Iridescence

Introduction

Iridescence is a phenomenon where the hue of the surface changes with respect to the angle of observation and illumination. There are three main causes of iridescence: structural coloration, thin-film interference, and diffraction. In all three cases there are micro surface details that are the same scale as the wavelength of light (400nm - 700nm) that cause the reflected light to interfere with itself to form constructive or destructive interference. This interference causes different wavelengths to combine or cancel each other out, amplifying or muting colors within the incident light’s spectrum.

Overview

Iridescence Modes

There are two artistic modes for controlling the iridescence color. The hue interpolation mode is designed to be more automatic and will generate a rainbow of colors, but it does have some extra controls to slightly fine tune the result. The ramp mode is more customizable and gives complete control to set colors, positions, and interpolations via a user defined ramp.

Hue Interpolation

The iridescence_primary_color and iridescence_secondary_color allow for the spectrum of iridescence colors to be narrowed to a specific range of hues. By default the material interpolates all the way around the hue wheel, from red 0° to red again at 360°. The primary color is the color at near-normal incidence and the secondary color appears at glancing angles, with the colors in-between them interpolated.

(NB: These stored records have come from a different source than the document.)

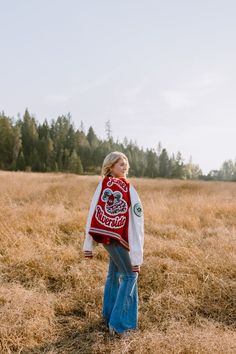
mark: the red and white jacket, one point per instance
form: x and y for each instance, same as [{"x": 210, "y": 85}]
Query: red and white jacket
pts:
[{"x": 116, "y": 212}]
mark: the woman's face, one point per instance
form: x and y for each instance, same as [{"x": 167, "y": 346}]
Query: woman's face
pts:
[{"x": 120, "y": 168}]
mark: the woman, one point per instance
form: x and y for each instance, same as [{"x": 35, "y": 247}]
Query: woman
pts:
[{"x": 116, "y": 220}]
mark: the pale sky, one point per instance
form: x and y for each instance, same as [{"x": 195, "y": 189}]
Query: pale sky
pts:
[{"x": 159, "y": 70}]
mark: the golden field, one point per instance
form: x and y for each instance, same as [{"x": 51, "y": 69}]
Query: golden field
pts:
[{"x": 51, "y": 296}]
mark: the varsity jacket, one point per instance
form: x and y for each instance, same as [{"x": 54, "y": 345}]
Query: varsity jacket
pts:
[{"x": 134, "y": 241}]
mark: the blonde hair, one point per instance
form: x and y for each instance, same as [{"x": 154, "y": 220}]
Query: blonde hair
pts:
[{"x": 111, "y": 159}]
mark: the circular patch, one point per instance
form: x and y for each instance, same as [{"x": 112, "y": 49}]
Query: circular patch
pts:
[{"x": 137, "y": 209}]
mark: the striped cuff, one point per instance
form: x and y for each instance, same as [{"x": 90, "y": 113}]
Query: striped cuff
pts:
[
  {"x": 88, "y": 254},
  {"x": 135, "y": 268}
]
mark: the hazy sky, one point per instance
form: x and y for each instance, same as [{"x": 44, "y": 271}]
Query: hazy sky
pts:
[{"x": 159, "y": 70}]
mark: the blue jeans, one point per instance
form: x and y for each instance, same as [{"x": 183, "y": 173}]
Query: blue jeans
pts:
[{"x": 120, "y": 303}]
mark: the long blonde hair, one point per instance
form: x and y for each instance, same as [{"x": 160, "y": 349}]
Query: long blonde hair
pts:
[{"x": 111, "y": 159}]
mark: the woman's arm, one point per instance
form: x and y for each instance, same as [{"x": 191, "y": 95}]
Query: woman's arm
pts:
[
  {"x": 136, "y": 230},
  {"x": 88, "y": 242}
]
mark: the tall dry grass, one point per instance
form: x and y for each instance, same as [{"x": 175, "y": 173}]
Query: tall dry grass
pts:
[{"x": 51, "y": 297}]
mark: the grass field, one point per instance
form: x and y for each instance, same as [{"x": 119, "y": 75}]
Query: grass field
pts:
[{"x": 51, "y": 297}]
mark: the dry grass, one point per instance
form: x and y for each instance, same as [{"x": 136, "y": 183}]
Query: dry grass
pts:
[{"x": 51, "y": 297}]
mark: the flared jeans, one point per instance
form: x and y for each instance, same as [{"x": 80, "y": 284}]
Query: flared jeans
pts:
[{"x": 120, "y": 302}]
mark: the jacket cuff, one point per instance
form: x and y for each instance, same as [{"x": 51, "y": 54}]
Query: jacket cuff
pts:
[
  {"x": 136, "y": 268},
  {"x": 88, "y": 254}
]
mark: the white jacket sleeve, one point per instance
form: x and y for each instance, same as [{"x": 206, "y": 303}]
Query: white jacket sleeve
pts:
[
  {"x": 136, "y": 230},
  {"x": 89, "y": 242}
]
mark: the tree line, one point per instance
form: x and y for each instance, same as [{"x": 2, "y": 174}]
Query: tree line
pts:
[{"x": 26, "y": 145}]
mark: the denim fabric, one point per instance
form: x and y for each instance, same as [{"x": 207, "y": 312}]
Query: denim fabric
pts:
[{"x": 120, "y": 303}]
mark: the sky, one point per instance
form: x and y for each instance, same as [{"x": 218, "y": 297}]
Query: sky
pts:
[{"x": 160, "y": 71}]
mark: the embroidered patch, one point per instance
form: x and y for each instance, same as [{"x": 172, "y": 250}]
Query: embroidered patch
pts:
[{"x": 137, "y": 209}]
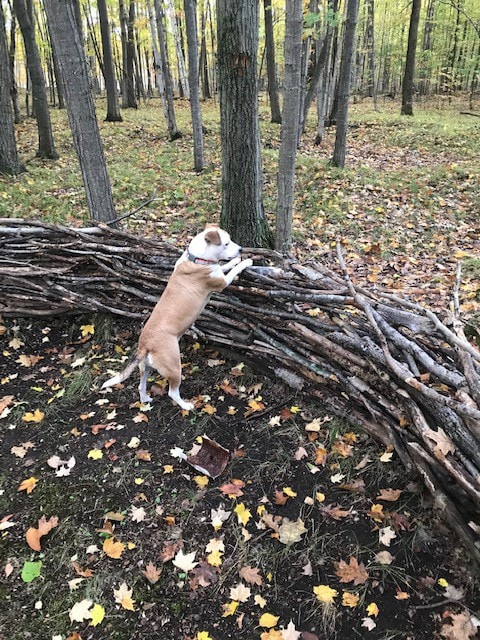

By default the material always interpolates positively around the hue wheel (increasing hue degree / clockwise) from primary to secondary, but this direction can be reversed (decreasing hue degree / counterclockwise) by using iridescence_flip_hue_direction.

Color Wheel

Ramp

The user defined ramp also defaults to the full rainbow of colors. However, the ramp can be customized to use any color and interpolation between those colors via up to ten control points.

Metallic vs Dielectric

The iridescence effect is accomplished by simply tinting the specular lobe. Therefore the iridescence effect will appear strongest on metallic materials and weaker on non-metals. Intermediate results can be achieved through layering a metal material with iridescence with a dielectric material.

Metallic Dielectric
Metallic Solid Dielectric

Interaction with Clearcoat

Since iridescence is view dependent interesting things happen when you turn on clearcoat. By default clearcoat is treated as a separate medium and will bend the rays which will significantly alter the look of iridescence because the bending reduces the difference in angle between the incoming ray and the half vector. Turning off clearcoat_bending in the clearcoat settings will not bend the rays and the iridescence effect will behave more predictably.

Iridscence can also be set to be applied to the clearcoat lobe instead of the regular specular lobe.